MilBia commented 3 years ago

I think we can't do much more from docker site here. I suspect that mapping container port 8787 to host port 8787 and connecting disk-labextension with localhost:8787. Please say if I'm wrong. So for now for Mac we can change

ports:
- "8888"
- "8787"

to:

ports:
- "8888"
- "8787:8787"

in docker-compose.yml And maybe we'll be able to solve that from disk-labextension site if it's possible.

dwhswenson commented 3 years ago

(oops, I wrote this up and left it in preview mode -- just came back to this thread and saw it hadn't posted)

So here's the full problem:

I think the best solution here is for people who can't use the widgets to just use the link to the daskboard that the start_tutorial script outputs. We'll just have to warn them. I'm actually a little surprised we didn't hear anything at the last tutorial.
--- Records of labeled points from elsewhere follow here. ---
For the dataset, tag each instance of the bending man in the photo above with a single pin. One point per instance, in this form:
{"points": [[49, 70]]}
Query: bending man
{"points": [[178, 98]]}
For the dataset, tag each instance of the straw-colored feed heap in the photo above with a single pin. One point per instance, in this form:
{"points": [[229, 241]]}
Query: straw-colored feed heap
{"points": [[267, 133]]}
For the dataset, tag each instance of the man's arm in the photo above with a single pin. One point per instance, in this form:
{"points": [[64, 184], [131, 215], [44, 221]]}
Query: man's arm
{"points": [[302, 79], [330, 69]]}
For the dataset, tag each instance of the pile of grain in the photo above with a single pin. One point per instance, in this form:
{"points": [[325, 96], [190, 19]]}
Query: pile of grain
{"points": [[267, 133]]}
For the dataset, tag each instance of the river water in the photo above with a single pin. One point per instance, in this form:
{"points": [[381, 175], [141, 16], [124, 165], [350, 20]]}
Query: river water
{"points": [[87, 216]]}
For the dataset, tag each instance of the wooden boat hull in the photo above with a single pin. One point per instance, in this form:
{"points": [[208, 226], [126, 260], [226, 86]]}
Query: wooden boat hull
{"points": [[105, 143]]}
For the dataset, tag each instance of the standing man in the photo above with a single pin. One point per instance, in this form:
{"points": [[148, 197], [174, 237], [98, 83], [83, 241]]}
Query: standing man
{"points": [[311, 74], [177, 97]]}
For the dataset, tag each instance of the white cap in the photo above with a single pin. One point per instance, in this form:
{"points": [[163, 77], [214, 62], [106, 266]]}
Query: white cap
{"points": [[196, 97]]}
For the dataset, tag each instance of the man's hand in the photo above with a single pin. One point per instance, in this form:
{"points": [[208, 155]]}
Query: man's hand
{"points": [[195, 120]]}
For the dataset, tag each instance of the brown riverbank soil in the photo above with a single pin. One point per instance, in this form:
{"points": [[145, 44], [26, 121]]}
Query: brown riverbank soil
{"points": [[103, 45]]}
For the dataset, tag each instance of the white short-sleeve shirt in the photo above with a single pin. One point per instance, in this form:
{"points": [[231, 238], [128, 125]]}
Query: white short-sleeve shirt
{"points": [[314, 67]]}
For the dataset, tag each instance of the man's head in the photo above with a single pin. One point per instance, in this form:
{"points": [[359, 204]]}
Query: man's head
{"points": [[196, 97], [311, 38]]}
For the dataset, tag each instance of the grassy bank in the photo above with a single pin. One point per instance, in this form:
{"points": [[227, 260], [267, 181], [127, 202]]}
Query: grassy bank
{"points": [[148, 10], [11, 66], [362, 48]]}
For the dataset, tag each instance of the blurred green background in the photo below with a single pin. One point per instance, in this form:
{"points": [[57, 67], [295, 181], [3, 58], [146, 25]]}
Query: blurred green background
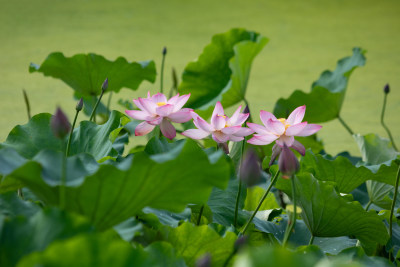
{"points": [[306, 38]]}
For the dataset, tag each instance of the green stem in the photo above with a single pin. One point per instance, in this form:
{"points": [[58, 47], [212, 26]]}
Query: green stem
{"points": [[311, 240], [200, 214], [368, 205], [239, 187], [162, 74], [393, 203], [345, 125], [28, 106], [109, 101], [247, 104], [260, 203], [292, 221], [95, 106], [384, 125], [70, 134], [62, 185]]}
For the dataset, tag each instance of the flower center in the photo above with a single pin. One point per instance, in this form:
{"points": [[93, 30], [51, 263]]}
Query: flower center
{"points": [[284, 122]]}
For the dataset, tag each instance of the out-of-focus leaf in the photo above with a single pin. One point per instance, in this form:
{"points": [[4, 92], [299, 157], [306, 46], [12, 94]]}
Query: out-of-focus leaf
{"points": [[11, 205], [30, 138], [325, 100], [374, 149], [191, 242], [98, 140], [329, 215], [222, 71], [91, 250], [85, 73], [20, 236], [114, 193], [344, 174], [269, 256]]}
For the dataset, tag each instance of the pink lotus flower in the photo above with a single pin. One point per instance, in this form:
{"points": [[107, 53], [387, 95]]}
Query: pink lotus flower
{"points": [[282, 130], [222, 128], [157, 110]]}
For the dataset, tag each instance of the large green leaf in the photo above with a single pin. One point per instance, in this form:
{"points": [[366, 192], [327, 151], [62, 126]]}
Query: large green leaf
{"points": [[20, 236], [329, 215], [98, 140], [30, 138], [192, 242], [102, 251], [327, 93], [375, 149], [222, 71], [89, 137], [114, 193], [85, 73], [346, 176]]}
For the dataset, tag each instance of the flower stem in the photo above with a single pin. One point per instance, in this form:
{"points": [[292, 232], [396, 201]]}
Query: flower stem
{"points": [[292, 221], [239, 186], [311, 240], [260, 203], [200, 214], [345, 125], [28, 106], [63, 181], [70, 134], [95, 106], [162, 73], [368, 205], [393, 203], [384, 125]]}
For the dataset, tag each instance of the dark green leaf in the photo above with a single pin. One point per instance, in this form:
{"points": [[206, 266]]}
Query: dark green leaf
{"points": [[20, 236], [329, 215], [222, 71], [191, 242], [327, 94], [85, 73], [113, 194]]}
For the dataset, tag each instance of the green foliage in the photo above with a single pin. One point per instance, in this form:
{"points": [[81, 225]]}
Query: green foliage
{"points": [[327, 214], [222, 71], [325, 100], [85, 73]]}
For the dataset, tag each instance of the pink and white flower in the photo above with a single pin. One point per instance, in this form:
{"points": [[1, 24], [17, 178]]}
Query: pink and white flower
{"points": [[222, 127], [157, 110], [282, 130]]}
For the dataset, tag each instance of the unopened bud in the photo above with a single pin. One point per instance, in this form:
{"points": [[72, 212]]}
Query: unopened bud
{"points": [[59, 124], [386, 89], [174, 78], [204, 261], [240, 242], [288, 162], [104, 86], [250, 168], [276, 150], [79, 106]]}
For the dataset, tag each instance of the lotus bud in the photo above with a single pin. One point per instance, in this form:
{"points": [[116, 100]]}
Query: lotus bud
{"points": [[79, 106], [288, 162], [104, 86], [276, 150], [59, 124], [386, 89], [240, 243], [204, 261], [250, 168]]}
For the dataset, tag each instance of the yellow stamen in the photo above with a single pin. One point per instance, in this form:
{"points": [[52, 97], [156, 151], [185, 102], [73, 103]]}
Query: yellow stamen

However, @ocaisa : You will need to be sure to close each cluster before opening a new one. Either that, or explicitly assign ports for each cluster, and forward those parts. Right now, the first notebook has 2 clusters and the first one doesn't get closed.

EDIT: @MilBia's suggestion should work, right? Still need to update the tutorial to close the clusters, but if you do that and change the discovered URL to 127.0.0.1 instead of the 172.*, then (1) the Python running in the container should see a dashboard at 127.0.0.1:8787 and (2) the browser running locally should that forwarded to its 127.0.0.1:8787.

ocaisa commented 3 years ago

Actually I am doing that now in https://github.com/E-CAM/jobqueue_features_workshop_materials/pull/5

dwhswenson commented 3 years ago

Thanks @MilBia !

image

Note: The magnifying glass will give the internal IP address. You have to manually set it to 127.0.0.1:8787.

PR coming!